Meritocracy is about the most meritorious - that much is incontestible; sorry to say. As much as it’s nice to please people, you don’t want to be offering something just because it sounds nice. A meritocracy implies we absolutely trust those who’ve proven themselves through their efforts. Anyone who disagrees that meritocracy is about merit, isn’t actually a meritocrat. And so you’d have to pass exams (within the new system) to vote.
Unearned votes are the mark of the failed Liberal system. We don’t want the rule of the ignorant anymore. That’s what meritocracy is fundamentally about! That HAS TO BE what it’s about. Otherwise you are just defending the old system and clinging onto it. We don’t WANT the old system to survive! We don’t want any of its signs.
As for the process of fact-checking: it’s fundamentally a boring job to go over what others have said and scrutinize every detail. That won’t be interesting enough to work. Instead of some externalized system, we use our own intelligence to understand how meritorious someone is. The factual understandings and figures fall under careful scrutiny with specific process (like the Labour 2017 Manifesto); but in general terms no, you wouldn’t be watching everything someone else said - that’s far too ineffective and boring, and antithesis to providing more merit yourself!
You don’t NEED participation from voters to make something to work. That’s the whole point of a meritocracy. You attract only the people willing to put in 110%, or 1000% of the effort.

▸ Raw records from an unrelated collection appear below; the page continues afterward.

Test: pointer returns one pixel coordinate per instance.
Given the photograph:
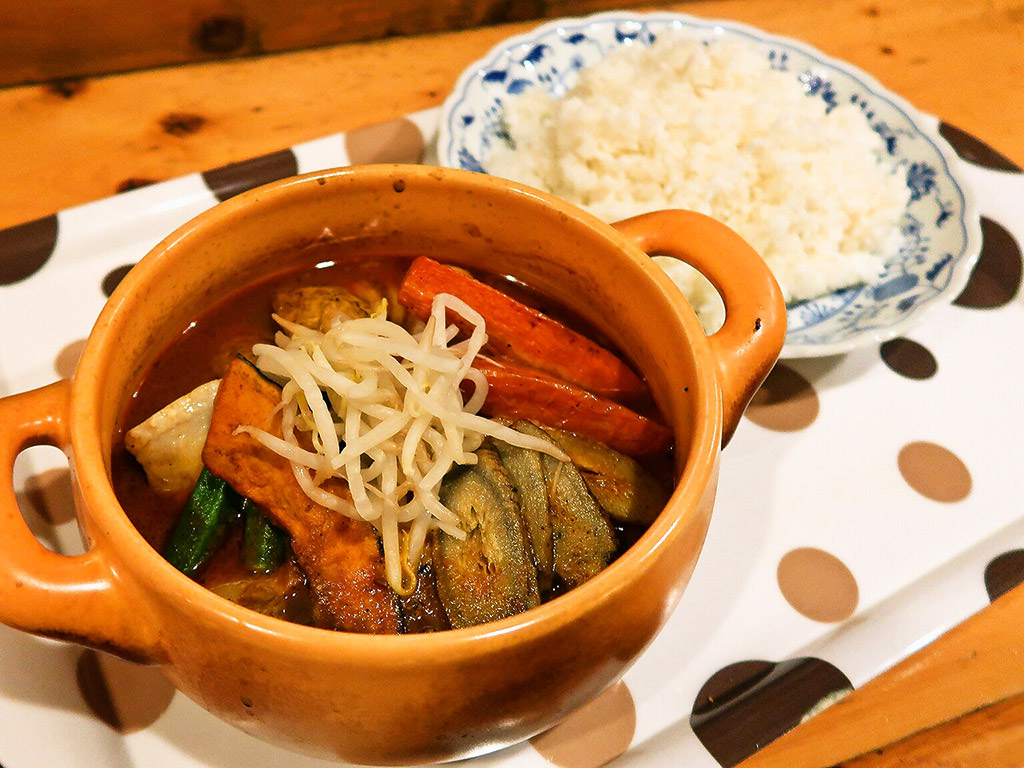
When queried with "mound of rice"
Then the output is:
(712, 128)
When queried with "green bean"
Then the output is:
(263, 543)
(201, 527)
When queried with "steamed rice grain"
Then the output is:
(709, 127)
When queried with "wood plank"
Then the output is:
(977, 665)
(61, 39)
(84, 140)
(990, 737)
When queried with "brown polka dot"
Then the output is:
(92, 686)
(934, 472)
(181, 123)
(785, 401)
(231, 179)
(817, 585)
(394, 141)
(26, 248)
(976, 151)
(51, 497)
(126, 696)
(747, 705)
(68, 357)
(1005, 572)
(908, 358)
(996, 276)
(594, 734)
(113, 279)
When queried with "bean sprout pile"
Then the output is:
(384, 410)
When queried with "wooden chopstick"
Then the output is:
(975, 665)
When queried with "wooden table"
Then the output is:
(71, 142)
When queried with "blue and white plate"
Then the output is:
(941, 231)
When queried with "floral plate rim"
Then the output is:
(951, 269)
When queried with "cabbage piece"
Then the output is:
(169, 443)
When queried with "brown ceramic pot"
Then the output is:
(409, 698)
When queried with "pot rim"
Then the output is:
(143, 564)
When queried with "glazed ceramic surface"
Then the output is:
(941, 238)
(411, 698)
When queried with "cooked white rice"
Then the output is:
(712, 128)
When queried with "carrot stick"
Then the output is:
(522, 333)
(519, 393)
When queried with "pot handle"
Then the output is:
(78, 598)
(752, 337)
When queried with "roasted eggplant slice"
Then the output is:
(423, 610)
(583, 541)
(620, 484)
(491, 573)
(526, 473)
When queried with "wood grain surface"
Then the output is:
(50, 39)
(73, 141)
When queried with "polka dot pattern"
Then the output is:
(934, 471)
(744, 705)
(1005, 572)
(785, 401)
(233, 179)
(996, 276)
(817, 585)
(909, 358)
(113, 279)
(750, 704)
(394, 141)
(594, 734)
(68, 358)
(974, 151)
(26, 248)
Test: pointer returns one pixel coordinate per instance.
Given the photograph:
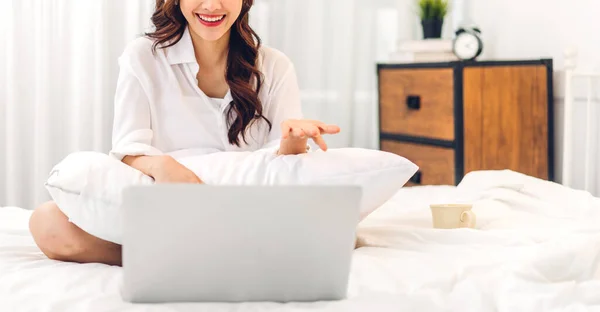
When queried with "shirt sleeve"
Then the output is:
(284, 103)
(132, 133)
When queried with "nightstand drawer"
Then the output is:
(417, 102)
(436, 164)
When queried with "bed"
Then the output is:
(536, 247)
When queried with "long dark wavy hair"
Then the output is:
(242, 75)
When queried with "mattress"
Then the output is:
(536, 247)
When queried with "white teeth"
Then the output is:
(211, 19)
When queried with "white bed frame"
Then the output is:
(593, 79)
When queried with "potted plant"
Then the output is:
(432, 13)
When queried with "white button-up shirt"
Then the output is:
(160, 109)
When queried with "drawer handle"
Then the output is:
(416, 178)
(413, 102)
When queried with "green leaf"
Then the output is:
(433, 9)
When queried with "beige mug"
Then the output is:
(452, 216)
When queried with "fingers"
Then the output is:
(318, 139)
(298, 133)
(285, 130)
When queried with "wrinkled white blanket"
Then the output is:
(536, 248)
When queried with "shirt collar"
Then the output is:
(183, 51)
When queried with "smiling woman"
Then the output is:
(201, 80)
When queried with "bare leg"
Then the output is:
(62, 240)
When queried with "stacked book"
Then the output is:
(420, 51)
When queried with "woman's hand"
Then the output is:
(295, 134)
(167, 170)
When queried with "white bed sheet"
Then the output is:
(531, 251)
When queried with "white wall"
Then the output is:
(545, 28)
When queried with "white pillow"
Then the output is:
(87, 186)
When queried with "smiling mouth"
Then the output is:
(210, 19)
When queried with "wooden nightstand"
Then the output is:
(455, 117)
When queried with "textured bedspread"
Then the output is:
(536, 248)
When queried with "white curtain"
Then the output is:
(58, 70)
(57, 77)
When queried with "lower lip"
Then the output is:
(210, 24)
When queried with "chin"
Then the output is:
(209, 35)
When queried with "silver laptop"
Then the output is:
(199, 243)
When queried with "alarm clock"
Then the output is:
(467, 45)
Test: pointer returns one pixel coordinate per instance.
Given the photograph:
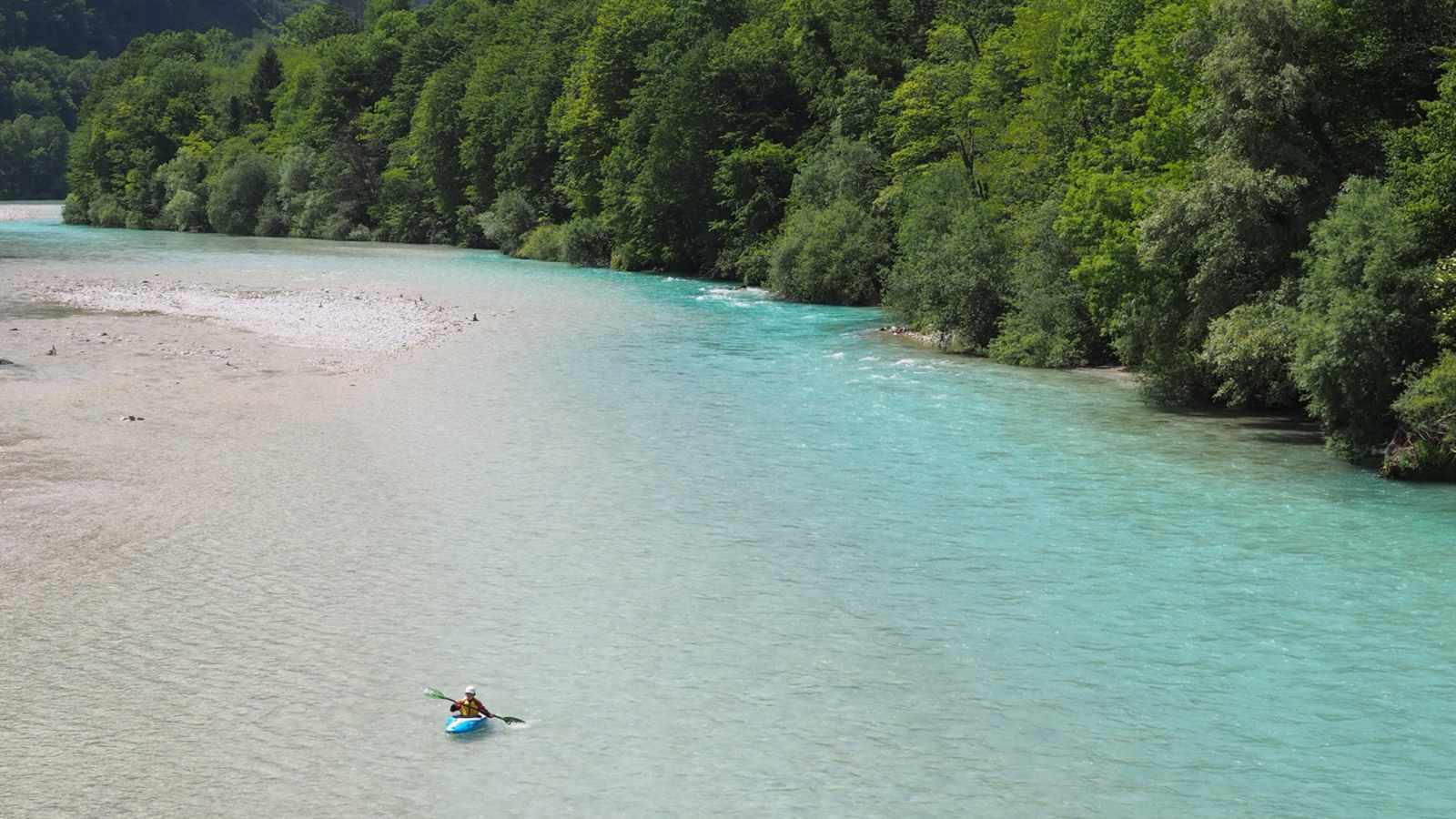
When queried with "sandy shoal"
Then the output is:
(146, 373)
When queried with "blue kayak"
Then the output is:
(466, 724)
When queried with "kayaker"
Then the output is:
(470, 707)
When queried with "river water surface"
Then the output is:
(725, 555)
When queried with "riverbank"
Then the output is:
(109, 385)
(1116, 373)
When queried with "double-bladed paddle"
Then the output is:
(439, 694)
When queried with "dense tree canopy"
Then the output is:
(1249, 201)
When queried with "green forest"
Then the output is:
(1247, 201)
(48, 53)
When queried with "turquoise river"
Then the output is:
(727, 555)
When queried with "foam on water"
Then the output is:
(711, 571)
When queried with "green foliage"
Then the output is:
(832, 247)
(317, 24)
(586, 242)
(1426, 448)
(1244, 200)
(830, 254)
(953, 268)
(106, 26)
(239, 193)
(1047, 322)
(546, 242)
(509, 220)
(1366, 317)
(33, 157)
(1251, 351)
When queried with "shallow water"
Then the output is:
(725, 555)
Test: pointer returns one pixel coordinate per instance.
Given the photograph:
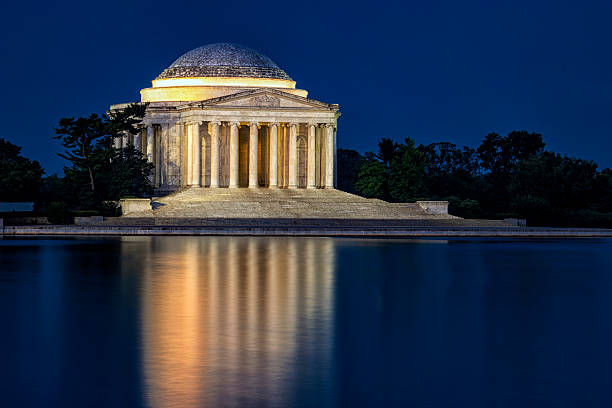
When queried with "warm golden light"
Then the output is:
(199, 89)
(220, 81)
(228, 311)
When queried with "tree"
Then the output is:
(387, 151)
(372, 178)
(450, 171)
(99, 172)
(349, 163)
(80, 137)
(406, 176)
(20, 178)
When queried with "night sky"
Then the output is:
(431, 70)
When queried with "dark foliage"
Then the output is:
(98, 173)
(349, 163)
(509, 176)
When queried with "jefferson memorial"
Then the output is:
(223, 115)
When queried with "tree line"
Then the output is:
(97, 174)
(506, 176)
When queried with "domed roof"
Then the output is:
(223, 60)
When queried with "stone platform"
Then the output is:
(245, 203)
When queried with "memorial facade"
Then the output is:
(223, 115)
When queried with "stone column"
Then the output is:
(214, 154)
(150, 142)
(138, 140)
(196, 168)
(234, 154)
(273, 155)
(253, 183)
(329, 156)
(292, 155)
(189, 154)
(311, 170)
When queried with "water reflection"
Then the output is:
(229, 322)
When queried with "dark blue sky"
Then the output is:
(431, 70)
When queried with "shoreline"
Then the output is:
(305, 231)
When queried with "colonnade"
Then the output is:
(208, 153)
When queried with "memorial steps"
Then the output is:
(205, 206)
(278, 203)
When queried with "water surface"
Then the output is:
(305, 322)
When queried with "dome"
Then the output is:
(223, 60)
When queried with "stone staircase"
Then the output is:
(244, 203)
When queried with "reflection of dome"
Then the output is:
(223, 60)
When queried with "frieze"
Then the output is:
(265, 101)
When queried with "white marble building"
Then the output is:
(223, 115)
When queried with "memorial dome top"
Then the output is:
(223, 60)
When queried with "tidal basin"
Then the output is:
(305, 322)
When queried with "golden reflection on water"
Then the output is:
(224, 319)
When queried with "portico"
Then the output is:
(206, 129)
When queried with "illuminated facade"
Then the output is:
(223, 115)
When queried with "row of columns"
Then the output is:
(194, 148)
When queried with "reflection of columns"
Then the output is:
(329, 156)
(233, 154)
(292, 155)
(214, 155)
(310, 178)
(189, 154)
(273, 155)
(150, 142)
(253, 155)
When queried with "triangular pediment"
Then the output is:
(264, 98)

There’s no need to appeal to anything but real, hard work and effort towards a better society.
You don’t want to assign boring research tasks or maintenance tasks. You want people to do whatever they want to do for the cause - they must be inspired. Not held back by the same-old, same-old processes and language. Without a programming team, we’re stuck with this website, but there are tools for collective team work.